Alexander Williams, l’un des sans-abri qui a participé au programme, a déclaré dans une entrevue précédente qu’il aspirait à trouver un emploi permanent.

« J’ai l’espoir qu’en faisant ce travail ici même, je pourrais peut-être me faire embaucher à temps plein par la ville ou quelque chose comme ça », a espéré M. Williams.

« J’essaie fondamentalement de changer ma vie », a ajouté M. Williams.

Le maire Scott est cité sur le site Web de la ville de Little Rock où il dit : « Quand nous unissons nos efforts, nous sommes plus qu’une série de quartiers et de codes postaux. Nous sommes les gens de Little Rock, et nous pouvons changer de cap pour que notre ville prenne une meilleure direction si nous avons la volonté de le faire. »

Statistiques sur les sans-abri

Selon les statistiques publiées par le United States Interagency Council on Homelessness (USICH), environ 2 712 personnes en Arkansas sont sans abri chaque jour. Au niveau national, le nombre de sans-abri dépasse les 500 000.
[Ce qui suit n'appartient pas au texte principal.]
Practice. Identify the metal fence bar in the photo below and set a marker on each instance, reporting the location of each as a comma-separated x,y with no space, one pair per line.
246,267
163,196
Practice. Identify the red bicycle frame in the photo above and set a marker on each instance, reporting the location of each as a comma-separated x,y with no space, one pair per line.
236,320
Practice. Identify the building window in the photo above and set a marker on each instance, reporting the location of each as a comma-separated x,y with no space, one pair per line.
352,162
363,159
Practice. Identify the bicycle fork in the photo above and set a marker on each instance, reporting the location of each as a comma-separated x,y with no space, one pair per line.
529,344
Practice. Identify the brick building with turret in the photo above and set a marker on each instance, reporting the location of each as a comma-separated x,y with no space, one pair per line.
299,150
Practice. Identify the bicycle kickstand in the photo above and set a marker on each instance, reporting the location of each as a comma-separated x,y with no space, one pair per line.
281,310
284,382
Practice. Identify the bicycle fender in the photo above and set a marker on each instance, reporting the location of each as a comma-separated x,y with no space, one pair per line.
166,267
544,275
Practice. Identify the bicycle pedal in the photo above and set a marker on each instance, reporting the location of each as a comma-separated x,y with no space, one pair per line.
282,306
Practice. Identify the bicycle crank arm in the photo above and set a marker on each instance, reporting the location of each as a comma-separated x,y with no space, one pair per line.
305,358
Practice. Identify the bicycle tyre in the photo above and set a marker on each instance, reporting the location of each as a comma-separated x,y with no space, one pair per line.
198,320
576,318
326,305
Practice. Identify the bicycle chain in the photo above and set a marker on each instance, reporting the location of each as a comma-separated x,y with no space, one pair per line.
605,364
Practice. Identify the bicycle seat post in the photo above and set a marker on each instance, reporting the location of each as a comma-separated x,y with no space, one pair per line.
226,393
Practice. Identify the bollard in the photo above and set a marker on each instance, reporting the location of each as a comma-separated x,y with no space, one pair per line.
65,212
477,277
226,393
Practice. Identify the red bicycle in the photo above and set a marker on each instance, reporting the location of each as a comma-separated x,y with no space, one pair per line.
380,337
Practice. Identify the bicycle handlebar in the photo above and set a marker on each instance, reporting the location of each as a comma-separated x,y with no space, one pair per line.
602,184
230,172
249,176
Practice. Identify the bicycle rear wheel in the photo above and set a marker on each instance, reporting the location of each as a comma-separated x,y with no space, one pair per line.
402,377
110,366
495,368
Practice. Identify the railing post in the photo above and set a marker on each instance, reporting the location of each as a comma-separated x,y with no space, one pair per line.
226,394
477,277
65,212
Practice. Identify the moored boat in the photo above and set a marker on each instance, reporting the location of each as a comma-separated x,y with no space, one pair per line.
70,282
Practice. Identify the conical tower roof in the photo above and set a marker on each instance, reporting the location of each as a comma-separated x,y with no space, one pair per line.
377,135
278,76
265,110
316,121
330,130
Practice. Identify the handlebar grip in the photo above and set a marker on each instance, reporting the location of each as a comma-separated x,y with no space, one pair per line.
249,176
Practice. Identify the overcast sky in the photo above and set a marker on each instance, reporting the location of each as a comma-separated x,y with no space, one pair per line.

Souvent, les sans-abri se découragent lorsqu’ils n’arrivent pas à trouver ou à garder un emploi.

Malheureusement, beaucoup d’entre eux se tournent vers la drogue et l’alcool, et tentent d’échapper à la pression de ne pas mener une vie décente. Il peut y avoir une honte liée au fait d’être sans-abri et il est difficile pour les employeurs potentiels de voir le passé, ce qui ajoute aux problèmes auxquels les sans-abri sont confrontés lorsqu’ils essaient de trouver un emploi.

De plus, le fait de ne pas avoir de logement est un facteur qui empêche certains de trouver un emploi, et les refuges sont pour la plupart surpeuplés, avec de longues listes d’attente.

Un chemin vers un avenir meilleur

L’église communautaire qui gère le programme Bridge to Work a écrit sur son site Web : « Il n’y a pas de saints ici. Ici, personne n’est parfait. »

« Nous sommes une communauté diversifiée de gens imparfaits et brisés qui cherchent quelque chose de plus grand qu’eux-mêmes, quelque chose de dynamique, de significatif, de profond, quelque chose d’incroyablement plaisant. »

La Canvas Community Church espère que l’initiative mènera vers des choses plus grandes et meilleures.

« L’objectif est de leur donner une journée de travail et une journée de salaire, mais aussi la possibilité de se connecter à des services qui peuvent les aider à obtenir un emploi à temps plein, ou n’importe quelle autre étape », a déclaré M. Atkins, selon THV11.

« Tout le monde s’est montré très positif, dynamique et coopératif », a-t-il ajouté.

M. Atkins, cité par THV11, a indiqué que plus de 380 personnes ont participé au programme jusqu’à présent, et que beaucoup d’entre elles avaient rejoint les équipes de travail plus d’une fois.